The work is a graphic narrative in which Jews are depicted as mice, while Germans are depicted as cats. It is the only comic book ever to have won a Pulitzer Prize.
‘Maus’ (German for ‘Mouse’) took thirteen years to complete. Spiegelman’s first published version was a three-page strip, printed in 1972 in ‘Funny Aminals,’ an underground comic published by Apex Novelties. In 1977, Spiegelman decided to lengthen the work, publishing most of it serially in ‘RAW’ magazine, a comics anthology Spiegelman co-edited along with his wife Françoise Mouly. It was then published in its final form in two parts (Volume I: ‘My Father Bleeds History’ in 1986 and Volume II: ‘And Here My Troubles Began’ in 1991), before eventually being integrated into a single volume.

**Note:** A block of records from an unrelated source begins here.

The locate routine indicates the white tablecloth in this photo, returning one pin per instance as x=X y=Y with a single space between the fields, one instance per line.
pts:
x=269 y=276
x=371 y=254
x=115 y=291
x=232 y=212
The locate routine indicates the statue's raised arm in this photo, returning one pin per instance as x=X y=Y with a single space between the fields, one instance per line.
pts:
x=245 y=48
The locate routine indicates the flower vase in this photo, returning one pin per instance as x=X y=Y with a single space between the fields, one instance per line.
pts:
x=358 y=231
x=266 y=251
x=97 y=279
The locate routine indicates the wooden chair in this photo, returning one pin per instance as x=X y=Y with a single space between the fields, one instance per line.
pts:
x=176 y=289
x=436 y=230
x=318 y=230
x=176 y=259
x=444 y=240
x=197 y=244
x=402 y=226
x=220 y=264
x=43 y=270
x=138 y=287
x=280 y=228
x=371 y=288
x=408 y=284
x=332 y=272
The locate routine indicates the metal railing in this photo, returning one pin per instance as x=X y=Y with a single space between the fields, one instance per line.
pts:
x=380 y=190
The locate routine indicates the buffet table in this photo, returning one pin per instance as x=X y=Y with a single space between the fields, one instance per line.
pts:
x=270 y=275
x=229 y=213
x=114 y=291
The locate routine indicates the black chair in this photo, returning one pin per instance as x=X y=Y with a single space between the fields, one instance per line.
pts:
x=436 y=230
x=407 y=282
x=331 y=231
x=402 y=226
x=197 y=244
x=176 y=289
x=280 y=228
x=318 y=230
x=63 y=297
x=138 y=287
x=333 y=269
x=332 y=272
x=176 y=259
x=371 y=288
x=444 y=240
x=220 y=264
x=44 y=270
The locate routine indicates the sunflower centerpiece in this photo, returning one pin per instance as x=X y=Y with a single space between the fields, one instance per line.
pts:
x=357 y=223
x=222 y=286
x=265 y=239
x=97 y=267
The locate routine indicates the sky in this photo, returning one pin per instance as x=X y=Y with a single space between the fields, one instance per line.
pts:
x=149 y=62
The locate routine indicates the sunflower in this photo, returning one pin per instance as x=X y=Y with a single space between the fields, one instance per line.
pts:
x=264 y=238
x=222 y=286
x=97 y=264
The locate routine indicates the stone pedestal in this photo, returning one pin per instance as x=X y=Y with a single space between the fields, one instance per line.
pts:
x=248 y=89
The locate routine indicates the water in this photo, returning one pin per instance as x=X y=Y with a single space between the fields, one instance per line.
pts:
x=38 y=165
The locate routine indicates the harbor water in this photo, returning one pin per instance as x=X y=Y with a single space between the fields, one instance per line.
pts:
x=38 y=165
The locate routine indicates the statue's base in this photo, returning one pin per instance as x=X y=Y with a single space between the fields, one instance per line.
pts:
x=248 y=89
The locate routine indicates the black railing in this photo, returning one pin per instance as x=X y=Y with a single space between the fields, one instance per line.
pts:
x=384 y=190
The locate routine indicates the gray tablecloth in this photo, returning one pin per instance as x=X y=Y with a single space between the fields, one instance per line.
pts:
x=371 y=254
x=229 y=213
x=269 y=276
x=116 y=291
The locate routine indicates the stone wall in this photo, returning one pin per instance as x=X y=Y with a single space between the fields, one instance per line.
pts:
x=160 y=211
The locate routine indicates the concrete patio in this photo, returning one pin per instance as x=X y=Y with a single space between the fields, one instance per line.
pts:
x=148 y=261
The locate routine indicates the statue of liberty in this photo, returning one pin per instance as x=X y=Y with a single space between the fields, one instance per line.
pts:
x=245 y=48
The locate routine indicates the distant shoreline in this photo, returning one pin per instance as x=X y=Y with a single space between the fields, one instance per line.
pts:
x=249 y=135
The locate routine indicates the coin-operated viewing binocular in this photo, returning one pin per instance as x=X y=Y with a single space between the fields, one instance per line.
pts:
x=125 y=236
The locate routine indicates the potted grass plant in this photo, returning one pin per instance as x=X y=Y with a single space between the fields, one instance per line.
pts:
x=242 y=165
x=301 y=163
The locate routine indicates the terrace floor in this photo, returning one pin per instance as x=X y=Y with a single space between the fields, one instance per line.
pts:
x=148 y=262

Spiegelman, wanting to record his father’s history as a graphic novel, conducts a series of interviews with him over several years. Vladek tells how German policy towards Jews slowly changed in the late 1930s, and how his well-to-do family came to suffer penury, persecution, and loss of life. Vladek tried to make the most of difficult situations in Radomsko, Częstochowa, Sosnowiec, and Bielsko. Eventually, he was sent to Auschwitz as a prisoner.

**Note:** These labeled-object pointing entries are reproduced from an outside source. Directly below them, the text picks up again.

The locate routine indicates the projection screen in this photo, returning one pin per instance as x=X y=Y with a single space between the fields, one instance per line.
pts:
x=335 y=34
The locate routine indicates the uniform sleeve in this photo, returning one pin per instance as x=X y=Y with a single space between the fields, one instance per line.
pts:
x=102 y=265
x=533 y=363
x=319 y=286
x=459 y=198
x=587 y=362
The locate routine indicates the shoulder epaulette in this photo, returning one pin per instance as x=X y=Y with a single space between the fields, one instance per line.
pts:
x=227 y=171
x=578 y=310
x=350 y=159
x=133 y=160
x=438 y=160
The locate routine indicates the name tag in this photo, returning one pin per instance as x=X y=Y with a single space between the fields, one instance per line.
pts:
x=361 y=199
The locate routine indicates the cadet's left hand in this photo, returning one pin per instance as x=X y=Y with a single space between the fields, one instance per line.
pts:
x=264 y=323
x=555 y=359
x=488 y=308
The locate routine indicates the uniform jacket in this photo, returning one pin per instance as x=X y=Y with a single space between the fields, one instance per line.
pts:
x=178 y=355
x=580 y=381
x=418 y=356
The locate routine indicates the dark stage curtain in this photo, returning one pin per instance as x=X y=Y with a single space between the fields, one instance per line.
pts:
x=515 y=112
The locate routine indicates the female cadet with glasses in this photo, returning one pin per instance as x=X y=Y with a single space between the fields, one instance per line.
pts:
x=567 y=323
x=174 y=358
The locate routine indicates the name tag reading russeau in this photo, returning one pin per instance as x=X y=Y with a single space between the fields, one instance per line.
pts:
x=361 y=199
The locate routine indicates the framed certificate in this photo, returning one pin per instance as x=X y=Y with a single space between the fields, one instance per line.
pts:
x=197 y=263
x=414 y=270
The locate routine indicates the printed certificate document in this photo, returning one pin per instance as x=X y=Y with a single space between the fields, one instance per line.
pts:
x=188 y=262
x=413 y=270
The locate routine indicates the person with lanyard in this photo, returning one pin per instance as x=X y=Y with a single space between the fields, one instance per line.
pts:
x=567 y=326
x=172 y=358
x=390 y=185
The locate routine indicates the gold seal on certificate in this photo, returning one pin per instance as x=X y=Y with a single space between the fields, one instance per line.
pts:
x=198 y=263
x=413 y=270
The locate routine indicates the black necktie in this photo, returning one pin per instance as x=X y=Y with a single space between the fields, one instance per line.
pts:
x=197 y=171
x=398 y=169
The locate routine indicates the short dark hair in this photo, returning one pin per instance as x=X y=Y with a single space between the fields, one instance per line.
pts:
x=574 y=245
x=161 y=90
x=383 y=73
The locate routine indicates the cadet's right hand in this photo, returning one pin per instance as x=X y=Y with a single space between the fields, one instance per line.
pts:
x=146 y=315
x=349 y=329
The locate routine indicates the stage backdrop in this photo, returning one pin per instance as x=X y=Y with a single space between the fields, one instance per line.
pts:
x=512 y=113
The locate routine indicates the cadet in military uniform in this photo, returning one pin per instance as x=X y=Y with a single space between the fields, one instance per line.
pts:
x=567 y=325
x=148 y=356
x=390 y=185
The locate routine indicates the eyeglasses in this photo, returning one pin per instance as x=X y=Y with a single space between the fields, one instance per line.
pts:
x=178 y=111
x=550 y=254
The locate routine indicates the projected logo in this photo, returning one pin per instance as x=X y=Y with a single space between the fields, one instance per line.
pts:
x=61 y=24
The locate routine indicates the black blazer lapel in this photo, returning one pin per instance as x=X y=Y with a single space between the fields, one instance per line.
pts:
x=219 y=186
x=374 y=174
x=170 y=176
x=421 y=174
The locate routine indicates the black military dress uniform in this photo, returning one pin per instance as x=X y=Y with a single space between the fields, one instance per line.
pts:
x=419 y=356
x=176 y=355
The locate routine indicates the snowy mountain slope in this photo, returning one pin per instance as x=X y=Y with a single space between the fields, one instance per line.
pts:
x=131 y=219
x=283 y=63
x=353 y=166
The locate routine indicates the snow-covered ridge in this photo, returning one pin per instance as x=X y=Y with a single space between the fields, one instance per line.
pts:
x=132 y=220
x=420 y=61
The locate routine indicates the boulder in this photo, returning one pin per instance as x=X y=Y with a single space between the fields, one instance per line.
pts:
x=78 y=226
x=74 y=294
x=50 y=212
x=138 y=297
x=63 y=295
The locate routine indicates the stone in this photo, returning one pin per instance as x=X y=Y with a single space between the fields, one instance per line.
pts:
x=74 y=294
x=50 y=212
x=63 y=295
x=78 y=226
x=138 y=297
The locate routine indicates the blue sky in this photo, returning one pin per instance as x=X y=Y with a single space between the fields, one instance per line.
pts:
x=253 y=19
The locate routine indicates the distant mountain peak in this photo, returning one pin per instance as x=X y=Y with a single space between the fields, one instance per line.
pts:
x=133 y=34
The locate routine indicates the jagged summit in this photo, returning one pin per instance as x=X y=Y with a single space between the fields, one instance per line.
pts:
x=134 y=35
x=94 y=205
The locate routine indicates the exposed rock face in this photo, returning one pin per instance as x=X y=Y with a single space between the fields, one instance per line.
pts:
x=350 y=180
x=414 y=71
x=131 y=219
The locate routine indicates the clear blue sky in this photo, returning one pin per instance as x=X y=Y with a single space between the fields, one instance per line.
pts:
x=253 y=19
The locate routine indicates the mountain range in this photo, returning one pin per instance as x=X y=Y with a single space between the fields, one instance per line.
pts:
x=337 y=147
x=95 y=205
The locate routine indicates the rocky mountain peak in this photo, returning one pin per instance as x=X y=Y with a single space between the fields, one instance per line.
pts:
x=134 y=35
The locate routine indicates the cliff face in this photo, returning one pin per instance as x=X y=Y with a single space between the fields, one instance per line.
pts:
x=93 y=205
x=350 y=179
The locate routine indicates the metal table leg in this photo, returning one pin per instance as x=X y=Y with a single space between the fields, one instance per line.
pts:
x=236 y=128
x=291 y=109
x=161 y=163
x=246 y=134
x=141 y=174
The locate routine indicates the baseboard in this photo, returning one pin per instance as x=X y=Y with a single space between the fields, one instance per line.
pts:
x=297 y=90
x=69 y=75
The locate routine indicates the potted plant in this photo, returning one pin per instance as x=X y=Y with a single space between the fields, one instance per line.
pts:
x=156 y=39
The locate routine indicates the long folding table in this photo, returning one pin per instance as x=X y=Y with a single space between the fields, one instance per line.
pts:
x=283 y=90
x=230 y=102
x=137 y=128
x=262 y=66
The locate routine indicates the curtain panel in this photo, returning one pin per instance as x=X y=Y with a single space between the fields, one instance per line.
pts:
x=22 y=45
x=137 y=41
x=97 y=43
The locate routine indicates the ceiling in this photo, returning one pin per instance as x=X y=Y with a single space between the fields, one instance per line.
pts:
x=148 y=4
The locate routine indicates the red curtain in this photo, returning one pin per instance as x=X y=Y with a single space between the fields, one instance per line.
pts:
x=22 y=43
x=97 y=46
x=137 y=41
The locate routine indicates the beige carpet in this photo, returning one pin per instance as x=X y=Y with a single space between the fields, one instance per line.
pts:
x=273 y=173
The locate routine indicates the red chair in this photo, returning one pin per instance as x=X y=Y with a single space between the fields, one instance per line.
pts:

Between interviews, the novel records the contemporary (1970s-1980s) life of the Spiegelman family in the Rego Park neighborhood of New York City. In particular, it depicts Vladek’s difficult personality and Art’s attempt to make sense of it. He is exceedingly stingy and makes life very difficult for his first wife Anja (Art’s mother, a concentration camp survivor who committed suicide) and his second wife Mala (also a concentration camp survivor). Art contrasts the contemporary Vladek with the historical Vladek, whom he only knows indirectly through his research. He also points out that while Vladek was himself a victim of bigotry that he was known to hold bigoted views against African Americans and homosexuals himself. He comments about the difficulties of presenting Vladek’s story accurately.
Throughout ‘Maus,’ Jews are represented as mice, while Germans are represented as cats. Other animals are used to represent other nationalities, religions, and races. Almost all the characters of a single ‘nationality’ were drawn identically, with only their clothing or other details helping to distinguish between them. In making people of a single nationality look ‘all alike,’ Spiegelman hoped to show the absurdity of dividing people by these lines. In a 1991 interview, Spiegelman noted that ‘these metaphors… are meant to self-destruct in my book — and I think they do self-destruct.’